Cavalli Eugenio, Battaglia Giuseppe, Basile Maria Sofia, Bruno Valeria, Petralia Maria Cristina, Lombardo Salvo Danilo, Pennisi Manuela, Kalfin Reni, Tancheva Lyubka, Fagone Paolo, Nicoletti Ferdinando, Mangano Katia
Department of Biomedical and Biotechnological Sciences, University of Catania, Via S. Sofia 89, 95123 Catania, Italy.
University Sapienza, Piazzale A. Moro, 5, 00185 Roma, Italy.
Brain Sci. 2020 Mar 13;10(3):166. doi: 10.3390/brainsci10030166.
Alzheimer's disease (AD) represents the most common neurodegenerative disorder, with 47 million affected people worldwide. Current treatment strategies are aimed at reducing the symptoms and do slow down the progression of the disease, but inevitably fail in the long-term. Induced pluripotent stem cells (iPSCs)-derived neuronal cells from AD patients have proven to be a reliable model for AD pathogenesis. Here, we have conducted an in silico analysis aimed at identifying pathogenic gene-expression profiles and novel drug candidates. The GSE117589 microarray dataset was used for the identification of Differentially Expressed Genes (DEGs) between iPSC-derived neuronal progenitor (NP) cells and neurons from AD patients and healthy donors. The Discriminant Analysis Module (DAM) algorithm was used for the identification of biomarkers of disease. Drugs with anti-signature gene perturbation profiles were identified using the L1000FWD software. DAM analysis was used to identify a list of potential biomarkers among the DEGs, able to discriminate AD patients from healthy people. Finally, anti-signature perturbation analysis identified potential anti-AD drugs. This study set the basis for the investigation of potential novel pharmacological strategies for AD. Furthermore, a subset of genes for the early diagnosis of AD is proposed.
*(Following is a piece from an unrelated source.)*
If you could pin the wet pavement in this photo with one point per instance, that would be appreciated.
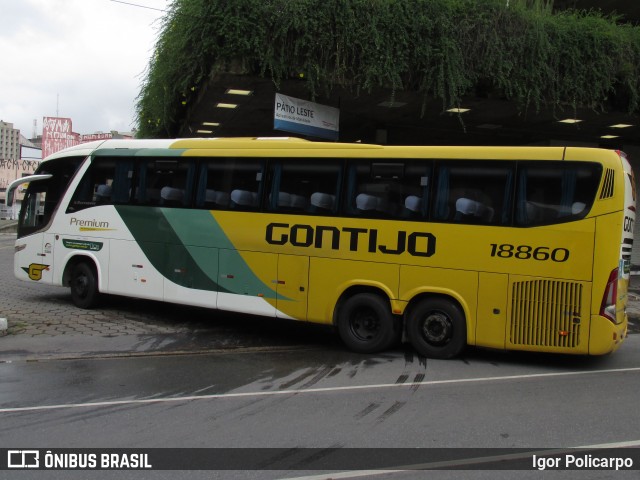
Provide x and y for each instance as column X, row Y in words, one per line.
column 43, row 322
阿尔茨海默病(AD)是最常见的神经退行性疾病,全球有4700万人受其影响。目前的治疗策略旨在减轻症状并确实减缓疾病进展,但从长期来看不可避免地会失败。来自AD患者的诱导多能干细胞(iPSC)衍生的神经元细胞已被证明是AD发病机制的可靠模型。在此,我们进行了一项计算机分析,旨在识别致病基因表达谱和新型候选药物。GSE117589微阵列数据集用于识别AD患者和健康供体的iPSC衍生的神经祖细胞(NP)与神经元之间的差异表达基因(DEG)。判别分析模块(DAM)算法用于识别疾病生物标志物。使用L1000FWD软件识别具有抗特征基因扰动谱的药物。DAM分析用于在DEG中识别能够区分AD患者和健康人的潜在生物标志物列表。最后,抗特征扰动分析确定了潜在的抗AD药物。本研究为研究AD潜在的新型药理学策略奠定了基础。此外,还提出了一组用于AD早期诊断的基因。